Le ministre de l’Industrie a annoncé un plan d’action visant à développer l’extraction et le traitement des terres rares sur le territoire national. Ce projet s’inscrit dans une volonté plus large de réduire la vulnérabilité économique et de garantir un approvisionnement stable pour les industries françaises, telles que l’électronique, l’automobile et les énergies renouvelables.
Les terres rares, qui comprennent des éléments comme le néodyme et le dysprosium, sont indispensables pour la fabrication de batteries, d’aimants et d’autres technologies essentielles.

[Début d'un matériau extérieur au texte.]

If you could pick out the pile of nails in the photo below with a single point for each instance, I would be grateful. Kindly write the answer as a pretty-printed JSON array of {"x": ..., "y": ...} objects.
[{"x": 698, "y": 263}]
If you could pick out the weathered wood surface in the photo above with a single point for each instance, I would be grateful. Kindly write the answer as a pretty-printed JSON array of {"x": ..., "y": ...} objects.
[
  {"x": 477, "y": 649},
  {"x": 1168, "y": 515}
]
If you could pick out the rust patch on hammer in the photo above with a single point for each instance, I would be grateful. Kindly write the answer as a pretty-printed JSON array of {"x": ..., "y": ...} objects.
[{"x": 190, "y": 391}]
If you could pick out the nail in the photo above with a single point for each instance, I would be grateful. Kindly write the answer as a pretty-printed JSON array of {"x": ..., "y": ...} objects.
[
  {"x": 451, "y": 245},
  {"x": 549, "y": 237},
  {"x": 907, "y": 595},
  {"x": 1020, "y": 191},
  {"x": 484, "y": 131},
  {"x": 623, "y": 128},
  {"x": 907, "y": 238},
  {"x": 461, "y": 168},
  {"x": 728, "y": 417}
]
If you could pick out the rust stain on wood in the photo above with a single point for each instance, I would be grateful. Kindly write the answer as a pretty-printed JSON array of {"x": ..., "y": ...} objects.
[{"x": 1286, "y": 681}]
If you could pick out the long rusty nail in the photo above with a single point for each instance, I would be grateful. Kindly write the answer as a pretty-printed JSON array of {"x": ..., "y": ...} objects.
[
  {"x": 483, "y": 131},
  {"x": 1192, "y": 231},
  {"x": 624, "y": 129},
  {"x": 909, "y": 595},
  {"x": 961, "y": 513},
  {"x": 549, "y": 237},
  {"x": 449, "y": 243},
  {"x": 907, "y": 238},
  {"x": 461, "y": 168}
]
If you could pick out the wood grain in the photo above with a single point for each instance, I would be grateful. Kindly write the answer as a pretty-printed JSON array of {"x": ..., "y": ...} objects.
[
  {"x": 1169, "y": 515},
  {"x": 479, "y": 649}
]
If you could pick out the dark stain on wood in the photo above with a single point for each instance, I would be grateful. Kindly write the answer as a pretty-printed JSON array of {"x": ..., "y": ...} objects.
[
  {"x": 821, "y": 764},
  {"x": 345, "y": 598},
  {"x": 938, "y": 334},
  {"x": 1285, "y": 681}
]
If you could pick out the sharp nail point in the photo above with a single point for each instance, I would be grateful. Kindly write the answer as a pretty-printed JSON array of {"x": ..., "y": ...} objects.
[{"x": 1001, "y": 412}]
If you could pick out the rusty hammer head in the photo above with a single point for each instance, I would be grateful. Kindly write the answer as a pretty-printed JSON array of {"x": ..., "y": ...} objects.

Actuellement, l’Europe importe près de 98 % de ces matériaux, ce qui souligne l’urgence d’une autonomie stratégique.
Selon les données de l’INSEE, l’industrie française pourrait bénéficier d’un marché des terres rares évalué à plusieurs milliards d’euros dans les prochaines années, si des efforts significatifs sont déployés pour développer une chaîne de valeur locale.
La mise en œuvre de ce plan pourrait également avoir des répercussions positives sur l’emploi, avec la création de postes dans les secteurs minier et industriel. En outre, cela pourrait contribuer à la transition vers une économie plus verte, en favorisant le recyclage et la durabilité des ressources.
La France, en s’engageant sur cette voie, ambitionne de devenir un acteur clé dans le secteur des terres rares, tout en soutenant ses objectifs de transition énergétique et d’indépendance économique.